Why some of McGee's emails hadn't been answered wasn't addressed, beyond a reference to a busy municipal elections season and a state board with limited resources. But follow-ups were promised, and McGee responded to say he had a good conversation with Fleming that afternoon and their "communication difficulties" were addressed.

But it wasn't just crossed wires.

State board staff, a spokesman said Tuesday, were concerned about "then undisclosed conflicts or apparent conflicts" that might affect the participation in the case by McGee's boss, District Attorney Jon David.

"We engaged instead with the entities to which the case was referred," board attorney Josh Lawson said in an emailed statement.

The state board had referred its concerns only to the U.S. Attorney's Office for the Eastern District of North Carolina, a decision made in late 2016 after a half-day hearing unearthed accusations of absentee ballot fraud in Bladen County. Witnesses now say a similar plan to go door to door collecting absentee ballots was executed in the 2018 elections, which is why North Carolina's 9th Congressional District election remains unresolved more than two months after the vote – and approaching two weeks since the rest of Congress was seated.
Why the 2016 allegations and concerns from previous election cycles back to at least 2010 weren't fully addressed by prosecutors and state election officials before last November's elections has been one of the lingering questions in the 9th District saga.

David would eventually recuse himself from the investigation, turning his inquiry over to Wake County District Attorney Lorrin Freeman in January 2018. He said at the time that the man at the center of this investigation, long-time Bladen County political operative McCrae Dowless, had worked for two of his opponents in the past. Dowless worked for Republican Mark Harris in last year's 9th District race.

State Board of Elections spokesman Pat Gannon said Tuesday that the agency wouldn't comment on what David's conflict of interest was. Freeman said Tuesday that her understanding is that the board was concerned David may have had an additional conflict.

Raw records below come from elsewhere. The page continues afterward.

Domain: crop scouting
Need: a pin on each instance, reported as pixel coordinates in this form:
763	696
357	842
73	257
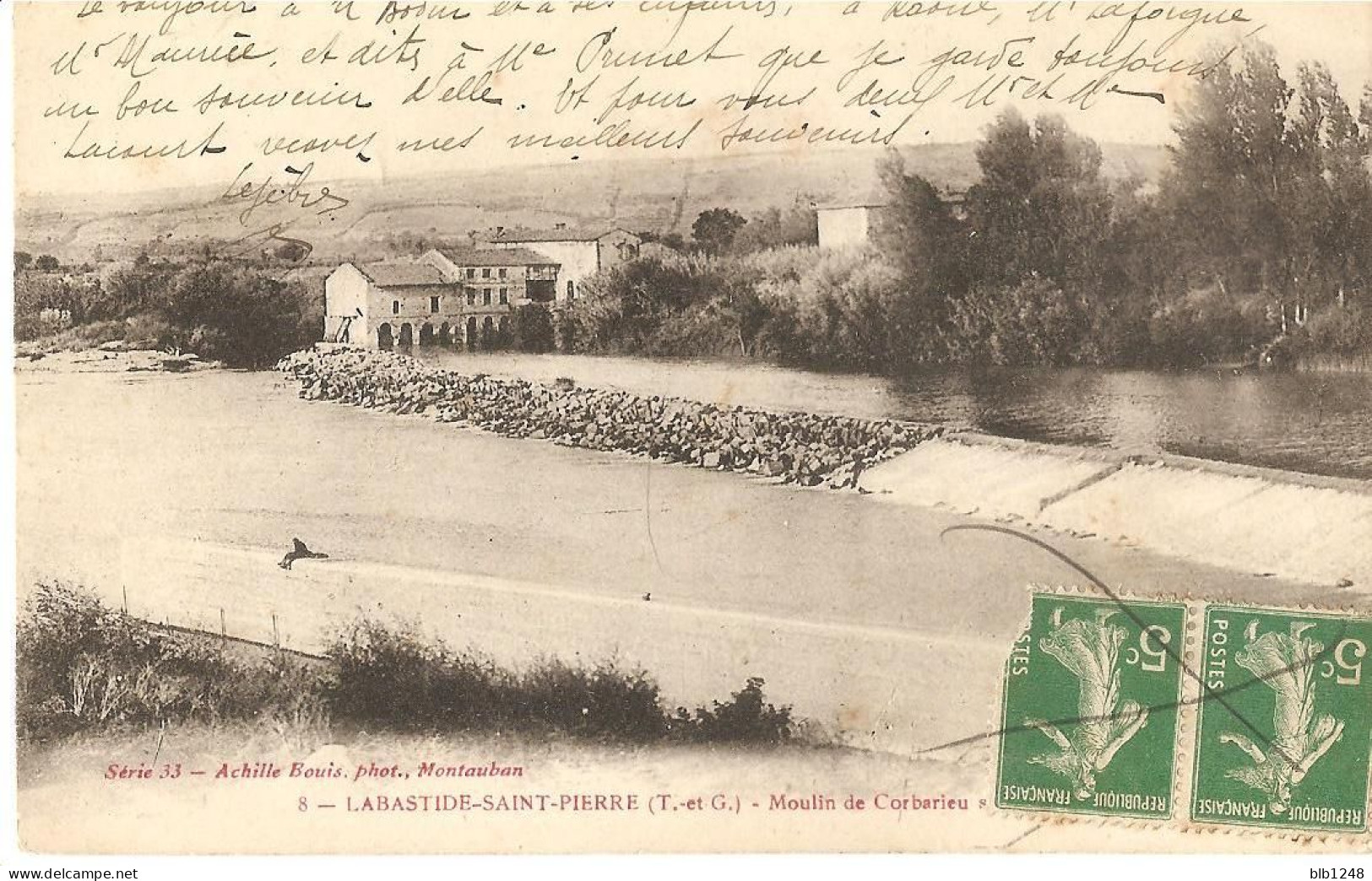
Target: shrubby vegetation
1255	247
236	311
87	668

WBTV reported in December that David dated Ashley Trivette, a Bladen County commissioner who had used Dowless in one of her races. He told the station at the time the relationship didn't influence his office's efforts to seek information about the state investigation and that any suggestion he would let a personal relationship influence a case was "is not only wrong, it’s deeply offensive."

Through an assistant, David declined Tuesday to discuss this issue and others. Freeman said both the state board and David's office have been helpful in her investigation.

"I have had zero interaction with Jon David that in any way has led me to believe he has tried to influence the investigation," she said.

Freeman said she hopes to wrap her case in the next 30 to 60 days. It has expanded repeatedly, and she said she's looking not just at a pattern of voting irregularities in Bladen County, but also how the operation was funded and who was involved in "encouraging and making possible" things that are being investigated.

"That brings you potentially to a larger circle," she said. "The more you investigate ... the more people it becomes important to interview and talk to."

Freeman said she joined this case in January 2018, but the handoff wasn't fully sanctioned by the state Administrative Office of the Courts until last month, when David made a formal request to the AOC, the central administrative arm for courts across the state.

That's when AOC Director Marion Warren approved a temporary assistance agreement between Freeman's office and David's. Warren is a former judge in the 13th Judicial District, which includes Bladen County, and Harris has said it was Warren who introduced him to Dowless.

Warren went weeks without responding to WRAL News messages seeking confirmation of this and other details of that relationship. He agreed last week to accept emailed questions but said Tuesday he was still deciding whether to answer them.